One thing I always had a hard time with (and I don’t have a good answer beyond looking at cluster-specific documentation) is “What in the heck do the features actually mean?” The best I could find is to poke around and look at the slurm configurtation file at /etc/slurm/slurm.conf. I think it’s non standard (and not found across clusters) because our cluster admin is a badass. but it helped explain the feature listed by sinfo.

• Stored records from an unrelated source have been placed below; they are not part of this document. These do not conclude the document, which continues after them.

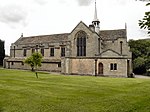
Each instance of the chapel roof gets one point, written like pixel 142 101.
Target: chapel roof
pixel 43 39
pixel 113 34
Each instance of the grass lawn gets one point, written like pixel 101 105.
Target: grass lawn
pixel 21 91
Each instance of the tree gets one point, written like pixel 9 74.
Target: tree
pixel 145 22
pixel 2 51
pixel 34 61
pixel 140 55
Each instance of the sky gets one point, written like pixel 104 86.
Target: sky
pixel 44 17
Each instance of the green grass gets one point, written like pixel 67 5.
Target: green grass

# -- Nodes --------------------------------------------------------------------
# >> Nodes features
#
# -- CPU features
# * CPU_GEN: CPU generation: SNB|IVB|HSW|BDW|SKX|CNL
# * CPU_SKU: CPU model : E5-2640v2
# * CPU_FRQ: CPU frequency : 2.60GHz
#
# -- GPU features
# * GPU_GEN: GPU generation: KPL|MXW|PSC|VLT
# * GPU_BRD: GPU brand : GEFORCE|TESLA
# * GPU_SKU: GPU model : TITAN_{BLACK,X,Xp}|TESLA_{K{20,80},P40,P100}
# * GPU_MEM: GPU memory : 8GB
# * GPU_CC: GPU Compute Capability : 3.5|3.7|6.1
# >> Weights
#
# * Nodes with lower weight will be selected first.

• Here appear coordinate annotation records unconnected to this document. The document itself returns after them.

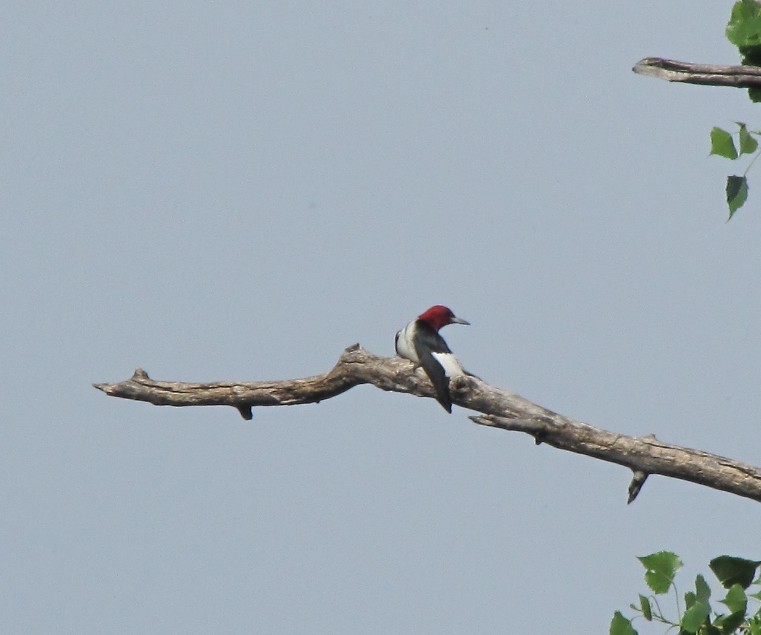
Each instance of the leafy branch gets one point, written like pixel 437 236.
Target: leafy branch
pixel 723 145
pixel 735 574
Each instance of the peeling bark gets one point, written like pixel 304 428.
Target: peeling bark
pixel 499 408
pixel 703 74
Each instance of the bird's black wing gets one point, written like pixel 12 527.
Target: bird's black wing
pixel 434 369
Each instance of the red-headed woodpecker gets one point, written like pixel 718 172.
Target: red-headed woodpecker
pixel 421 343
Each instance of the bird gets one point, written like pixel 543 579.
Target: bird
pixel 421 343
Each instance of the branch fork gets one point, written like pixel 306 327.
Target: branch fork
pixel 499 408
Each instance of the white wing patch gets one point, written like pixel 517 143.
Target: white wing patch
pixel 405 347
pixel 450 364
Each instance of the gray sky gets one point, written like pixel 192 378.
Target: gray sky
pixel 240 190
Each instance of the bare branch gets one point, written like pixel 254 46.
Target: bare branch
pixel 704 74
pixel 500 408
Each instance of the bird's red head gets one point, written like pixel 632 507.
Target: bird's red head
pixel 439 316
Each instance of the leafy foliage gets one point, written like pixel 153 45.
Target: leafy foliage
pixel 735 574
pixel 744 31
pixel 723 145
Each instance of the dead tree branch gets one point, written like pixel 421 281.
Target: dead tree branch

# * Nodes with more memory or GRES are given a higher weight, so they're
# selected last and saved for jobs that really need it
# * Nodes with more recent CPU generation will be selected first to give the
# best performance
#
# Weight mask: 1 | #GRES | Memory | #Cores | CPUgen | 1
# prefix is to avoid octal conversion
# suffix is to avoid having null weights
#
# Values:
# #GRES none: 0 Memory 64 GB: 0 #Cores 16: 0 CPUgen ???: 3
# 1 GPU: 1 96 GB: 1 20: 1 CNL: 4
# 2 GPU: 2 128 GB: 2 24: 2 SKX: 5
# 3 GPU: 3 192 GB: 3 28: 3 BDW: 6
# 4 GPU: 4 256 GB: 4 32: 4 HSW: 7
# 6 GPU: 5 384 GB: 5 48: 5 IVB: 8
# 8 GPU: 6 512 GB: 6 56: 6 SNB: 9
# 10 GPU: 7 1024 GB: 7
# 16 GPU: 8 1534 GB: 8
# 3072 GB: 9
All that said, knowing that “HSU” is a kind of CPU generation doesn’t really help me much. I would never know how or when it is appropriate to ask for these features. Does anyone else have thoughts on this?